Some years ago, Pope John Paul II, on the Solemnity of the Sacred Heart, reflected on the words from our second reading: “In this is love: not that we have loved God, but that he loved us and sent his Son as expiation for our sins.” The Holy Father went on to note, “The Apostle is speaking of the love that inspired the Son to become man and to dwell among us. Through Jesus Christ we know how much the Father loves us. In Jesus Christ, by the gift of the Spirit, each of us can share in that love. … Through faith in the Son of God made man we abide in the very heart of God: “God is love, and whoever remains in love remains in God and God in him.” These words open to us the mystery of the Sacred Heart of Jesus: the love and compassion of Jesus is the door through which the eternal love of the Father is poured out on the world.”
Isn’t this notion of God’s love amazing? And yet, in the face of such profound love, the best of us can be so misguided at times. We put parameters around God. We determine how God should relate to his creation. Because of our brokenness, we go to great lengths to limit the scope of God’s love to equate it with our own. That just doesn’t work. Quite frankly, we’d all do well to simply give thanks for the generous, selfless and unconditional love of God that embraces us all.
Make no mistake; the love of the Sacred Heart of Jesus is not a cheap love. It emerged from the cross. Yes, God’s love causes him to pursue us. But once embraced by that love, we are also embraced by a responsibility – the challenge of discipleship. “God is love, and whoever remains in that love – whoever lives the Gospel message of love, whoever loves selflessly as Jesus loved – remains in God and God in him.”
Once captured by God’s love, our faith becomes our response. And what a gift faith becomes! While it doesn’t cause us, at once, to be perfect nor does it wipe away in an instant the brokenness of our human frailty, it does enable us to assume, more and more, the person of Christ in our lives and to begin to love with the heart of Jesus.
But lest we become too romantic about this, remember what happened to the heart of Jesus. His heart was moved to pity when he saw broken, hopeless people before him, and when he brought them healing and hope, his heart was hurt by criticism and broken by a lack of gratitude. Jesus’ heart was moved to tears over the lack of love in the streets of Jerusalem, and when he tried to call the city to repent and to be gathered into the loving arms of God, he was marched out of the city as a criminal and hung upon a cross.

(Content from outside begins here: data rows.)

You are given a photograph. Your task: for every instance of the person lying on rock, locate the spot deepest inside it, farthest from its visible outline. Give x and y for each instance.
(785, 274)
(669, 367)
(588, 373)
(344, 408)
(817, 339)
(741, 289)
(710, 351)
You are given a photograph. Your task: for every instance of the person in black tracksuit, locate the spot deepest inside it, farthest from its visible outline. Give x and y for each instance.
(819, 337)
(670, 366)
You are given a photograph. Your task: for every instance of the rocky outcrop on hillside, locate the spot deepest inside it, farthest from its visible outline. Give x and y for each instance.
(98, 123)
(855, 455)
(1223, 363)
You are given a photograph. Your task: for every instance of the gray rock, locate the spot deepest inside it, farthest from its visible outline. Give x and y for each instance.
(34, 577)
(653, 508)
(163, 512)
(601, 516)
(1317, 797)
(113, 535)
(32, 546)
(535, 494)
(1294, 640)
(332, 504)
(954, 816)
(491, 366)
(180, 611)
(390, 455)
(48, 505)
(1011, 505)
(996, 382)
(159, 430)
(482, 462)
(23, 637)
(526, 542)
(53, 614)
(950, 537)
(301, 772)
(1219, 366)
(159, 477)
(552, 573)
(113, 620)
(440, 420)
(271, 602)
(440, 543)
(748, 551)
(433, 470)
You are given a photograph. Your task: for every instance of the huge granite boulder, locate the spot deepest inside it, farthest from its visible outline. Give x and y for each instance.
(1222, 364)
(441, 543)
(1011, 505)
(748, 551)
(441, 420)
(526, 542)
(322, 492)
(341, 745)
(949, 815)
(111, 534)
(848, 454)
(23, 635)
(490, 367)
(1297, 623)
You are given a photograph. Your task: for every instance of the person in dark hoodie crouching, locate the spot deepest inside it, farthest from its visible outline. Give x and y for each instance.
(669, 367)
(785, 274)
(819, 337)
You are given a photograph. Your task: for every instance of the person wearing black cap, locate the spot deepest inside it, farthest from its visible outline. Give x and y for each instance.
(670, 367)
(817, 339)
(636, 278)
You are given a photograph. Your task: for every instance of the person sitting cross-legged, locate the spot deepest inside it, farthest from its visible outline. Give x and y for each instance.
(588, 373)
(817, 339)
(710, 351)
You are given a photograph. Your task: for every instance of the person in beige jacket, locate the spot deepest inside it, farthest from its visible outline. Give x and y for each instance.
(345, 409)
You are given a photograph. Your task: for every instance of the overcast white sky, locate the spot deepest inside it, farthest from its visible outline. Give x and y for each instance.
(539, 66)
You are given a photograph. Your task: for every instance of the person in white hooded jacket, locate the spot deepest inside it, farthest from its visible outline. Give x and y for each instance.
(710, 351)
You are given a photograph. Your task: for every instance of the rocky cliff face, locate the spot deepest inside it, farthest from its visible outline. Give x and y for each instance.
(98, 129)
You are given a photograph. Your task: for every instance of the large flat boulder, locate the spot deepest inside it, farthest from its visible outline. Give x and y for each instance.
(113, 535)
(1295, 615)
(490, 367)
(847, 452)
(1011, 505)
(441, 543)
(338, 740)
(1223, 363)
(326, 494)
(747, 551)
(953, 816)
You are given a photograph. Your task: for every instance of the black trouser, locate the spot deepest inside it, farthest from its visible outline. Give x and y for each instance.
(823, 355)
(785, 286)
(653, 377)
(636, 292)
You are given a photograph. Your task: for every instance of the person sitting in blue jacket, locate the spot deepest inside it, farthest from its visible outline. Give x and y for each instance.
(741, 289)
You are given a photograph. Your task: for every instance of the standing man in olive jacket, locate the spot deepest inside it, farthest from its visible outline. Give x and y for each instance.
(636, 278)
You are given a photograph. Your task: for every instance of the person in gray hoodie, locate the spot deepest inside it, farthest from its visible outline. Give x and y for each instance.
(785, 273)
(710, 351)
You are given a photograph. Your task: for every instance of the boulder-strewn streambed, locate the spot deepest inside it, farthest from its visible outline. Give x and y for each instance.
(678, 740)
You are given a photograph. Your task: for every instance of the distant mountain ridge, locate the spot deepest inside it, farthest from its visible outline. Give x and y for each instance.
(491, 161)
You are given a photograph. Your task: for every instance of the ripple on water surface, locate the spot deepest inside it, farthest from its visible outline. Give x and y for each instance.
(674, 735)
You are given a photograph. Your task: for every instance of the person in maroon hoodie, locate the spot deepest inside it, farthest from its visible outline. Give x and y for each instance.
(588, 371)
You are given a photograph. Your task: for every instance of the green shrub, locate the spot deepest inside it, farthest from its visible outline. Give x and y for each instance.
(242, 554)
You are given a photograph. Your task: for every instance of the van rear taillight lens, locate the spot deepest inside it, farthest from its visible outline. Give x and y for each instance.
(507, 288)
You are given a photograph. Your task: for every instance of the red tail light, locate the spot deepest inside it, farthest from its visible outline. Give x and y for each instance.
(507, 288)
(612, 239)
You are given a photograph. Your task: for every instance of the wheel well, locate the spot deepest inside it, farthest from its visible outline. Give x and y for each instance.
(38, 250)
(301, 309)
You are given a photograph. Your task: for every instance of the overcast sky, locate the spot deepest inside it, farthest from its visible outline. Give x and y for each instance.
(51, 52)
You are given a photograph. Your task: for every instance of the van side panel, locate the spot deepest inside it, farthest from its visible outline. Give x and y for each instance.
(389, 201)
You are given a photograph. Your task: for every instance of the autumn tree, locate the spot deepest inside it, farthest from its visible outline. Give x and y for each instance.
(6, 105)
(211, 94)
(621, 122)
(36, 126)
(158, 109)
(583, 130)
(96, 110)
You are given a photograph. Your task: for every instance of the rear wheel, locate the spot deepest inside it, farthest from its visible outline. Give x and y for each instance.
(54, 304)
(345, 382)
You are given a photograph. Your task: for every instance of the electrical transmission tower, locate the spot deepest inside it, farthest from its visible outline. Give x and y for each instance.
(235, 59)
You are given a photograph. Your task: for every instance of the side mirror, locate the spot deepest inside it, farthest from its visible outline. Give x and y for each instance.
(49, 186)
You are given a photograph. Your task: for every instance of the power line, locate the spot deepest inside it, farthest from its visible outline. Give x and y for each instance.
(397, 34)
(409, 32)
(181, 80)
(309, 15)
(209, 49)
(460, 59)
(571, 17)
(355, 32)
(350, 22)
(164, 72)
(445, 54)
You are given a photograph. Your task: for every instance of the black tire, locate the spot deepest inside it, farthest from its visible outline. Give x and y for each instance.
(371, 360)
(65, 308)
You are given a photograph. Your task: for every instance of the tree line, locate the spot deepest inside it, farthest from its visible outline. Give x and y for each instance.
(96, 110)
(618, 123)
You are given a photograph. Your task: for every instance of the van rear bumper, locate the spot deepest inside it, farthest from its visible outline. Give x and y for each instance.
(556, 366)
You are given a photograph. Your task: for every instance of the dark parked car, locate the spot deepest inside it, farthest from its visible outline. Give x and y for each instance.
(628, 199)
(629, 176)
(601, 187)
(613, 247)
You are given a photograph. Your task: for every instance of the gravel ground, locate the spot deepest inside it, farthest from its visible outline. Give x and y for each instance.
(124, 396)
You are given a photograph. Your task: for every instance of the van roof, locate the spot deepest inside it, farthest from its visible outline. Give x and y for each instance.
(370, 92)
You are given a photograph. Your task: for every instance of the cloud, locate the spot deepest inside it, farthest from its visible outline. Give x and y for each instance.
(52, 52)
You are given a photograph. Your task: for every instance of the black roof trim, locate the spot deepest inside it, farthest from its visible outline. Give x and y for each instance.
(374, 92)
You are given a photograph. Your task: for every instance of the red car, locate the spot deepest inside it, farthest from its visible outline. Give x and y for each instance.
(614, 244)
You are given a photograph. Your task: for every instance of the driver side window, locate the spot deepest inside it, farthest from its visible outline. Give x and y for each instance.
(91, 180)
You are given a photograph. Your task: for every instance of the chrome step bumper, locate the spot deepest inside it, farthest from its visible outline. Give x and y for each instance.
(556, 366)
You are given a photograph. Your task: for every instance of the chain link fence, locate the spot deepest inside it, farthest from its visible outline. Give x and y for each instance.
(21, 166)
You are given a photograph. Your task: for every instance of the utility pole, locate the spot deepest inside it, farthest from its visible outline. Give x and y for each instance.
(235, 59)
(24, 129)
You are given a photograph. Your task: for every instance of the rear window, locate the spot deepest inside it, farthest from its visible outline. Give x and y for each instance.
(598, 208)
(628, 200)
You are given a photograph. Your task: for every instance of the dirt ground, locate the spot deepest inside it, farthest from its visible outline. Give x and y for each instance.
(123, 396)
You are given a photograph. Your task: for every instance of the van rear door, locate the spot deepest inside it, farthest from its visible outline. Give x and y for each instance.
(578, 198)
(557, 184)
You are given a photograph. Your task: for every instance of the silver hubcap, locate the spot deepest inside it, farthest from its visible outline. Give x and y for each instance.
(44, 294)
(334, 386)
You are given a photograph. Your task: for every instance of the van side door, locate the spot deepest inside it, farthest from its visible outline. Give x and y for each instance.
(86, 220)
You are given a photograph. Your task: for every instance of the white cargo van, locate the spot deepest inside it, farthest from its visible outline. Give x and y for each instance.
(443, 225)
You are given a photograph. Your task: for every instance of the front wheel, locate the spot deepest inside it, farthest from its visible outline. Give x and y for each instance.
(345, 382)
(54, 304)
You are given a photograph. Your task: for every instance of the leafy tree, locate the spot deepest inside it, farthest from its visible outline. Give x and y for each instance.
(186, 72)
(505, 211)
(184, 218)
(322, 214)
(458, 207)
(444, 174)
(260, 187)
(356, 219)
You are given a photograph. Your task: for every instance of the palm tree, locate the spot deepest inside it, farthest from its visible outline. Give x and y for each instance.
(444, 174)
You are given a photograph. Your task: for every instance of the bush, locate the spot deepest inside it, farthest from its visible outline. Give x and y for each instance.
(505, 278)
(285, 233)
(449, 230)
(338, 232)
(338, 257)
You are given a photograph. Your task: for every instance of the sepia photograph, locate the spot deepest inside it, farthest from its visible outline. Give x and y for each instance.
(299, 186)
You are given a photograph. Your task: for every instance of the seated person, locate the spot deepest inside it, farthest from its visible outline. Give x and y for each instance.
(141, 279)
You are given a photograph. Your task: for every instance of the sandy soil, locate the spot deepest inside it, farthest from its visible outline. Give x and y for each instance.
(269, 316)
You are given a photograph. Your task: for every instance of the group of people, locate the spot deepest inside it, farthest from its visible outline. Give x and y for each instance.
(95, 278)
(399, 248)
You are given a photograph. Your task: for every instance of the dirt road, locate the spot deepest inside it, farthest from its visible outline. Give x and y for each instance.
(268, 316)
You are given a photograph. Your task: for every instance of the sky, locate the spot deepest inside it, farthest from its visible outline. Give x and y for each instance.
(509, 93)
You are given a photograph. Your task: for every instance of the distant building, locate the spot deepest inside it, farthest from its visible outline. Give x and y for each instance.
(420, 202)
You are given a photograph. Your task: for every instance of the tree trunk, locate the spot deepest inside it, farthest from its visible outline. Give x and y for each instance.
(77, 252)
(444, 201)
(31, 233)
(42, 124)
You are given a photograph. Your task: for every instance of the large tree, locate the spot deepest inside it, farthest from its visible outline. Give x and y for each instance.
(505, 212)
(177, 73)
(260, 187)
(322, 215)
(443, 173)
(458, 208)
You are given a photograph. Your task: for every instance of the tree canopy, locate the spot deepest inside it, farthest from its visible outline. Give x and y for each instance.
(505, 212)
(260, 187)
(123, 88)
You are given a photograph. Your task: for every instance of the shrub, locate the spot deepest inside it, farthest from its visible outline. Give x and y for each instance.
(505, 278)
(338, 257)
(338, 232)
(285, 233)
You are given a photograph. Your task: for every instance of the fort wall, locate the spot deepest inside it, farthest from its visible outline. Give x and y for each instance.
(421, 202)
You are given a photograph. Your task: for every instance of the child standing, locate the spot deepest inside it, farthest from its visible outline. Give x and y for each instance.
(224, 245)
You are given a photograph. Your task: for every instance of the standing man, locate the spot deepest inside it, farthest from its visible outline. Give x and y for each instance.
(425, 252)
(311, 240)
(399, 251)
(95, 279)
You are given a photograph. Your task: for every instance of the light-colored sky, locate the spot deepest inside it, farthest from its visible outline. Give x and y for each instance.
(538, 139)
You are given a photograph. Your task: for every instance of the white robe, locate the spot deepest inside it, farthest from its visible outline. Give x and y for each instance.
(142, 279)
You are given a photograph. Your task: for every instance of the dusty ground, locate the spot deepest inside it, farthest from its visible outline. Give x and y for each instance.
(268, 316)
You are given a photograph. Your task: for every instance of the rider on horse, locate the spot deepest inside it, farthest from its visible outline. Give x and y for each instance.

You and I have known both the consolation that comes from opening our hearts to the heart of Christ – and the pain that so often accompanies a conviction in our hearts to live the Gospel of Jesus in the midst of a world that seems to pay no heed to its values.
That pain is the cost of discipleship. Therein we discover the mystery of faith that emerges from the loving heart of Jesus. “God so loved the world that he gave his only son, so that everyone who believes in him might not perish but might have eternal life.” Jesus’ total gift of himself – in love – from the cross is the gift that gives us hope. It is the gift that enables us to see through the pain and loss of this world to the promise of life and peace. In the words of Saint Francis of Assisi: It is in giving that we receive; it is in pardoning that we are pardoned; and it is in dying that we are born to eternal life.
Jesus understood that mystery. It would be well for us to pray for the courage and wisdom to live that mystery in our lives through faith.
As we embrace the gift and responsibility that come from opening our hearts to the love of the heart of Jesus, may each day find us accepting with renewed confidence the words spoken by God spoken to Abraham at the beginning of the patriarch’s long and incredible journey of faith: “Fear not.” May we trust the goodness of God and allow life to unfold, even in unexpected ways. May we always know the love of Jesus. And through the simple, fragile gift of our lives, may we be living images of the God who is love and faithful witnesses to the Sacred Heart of Jesus.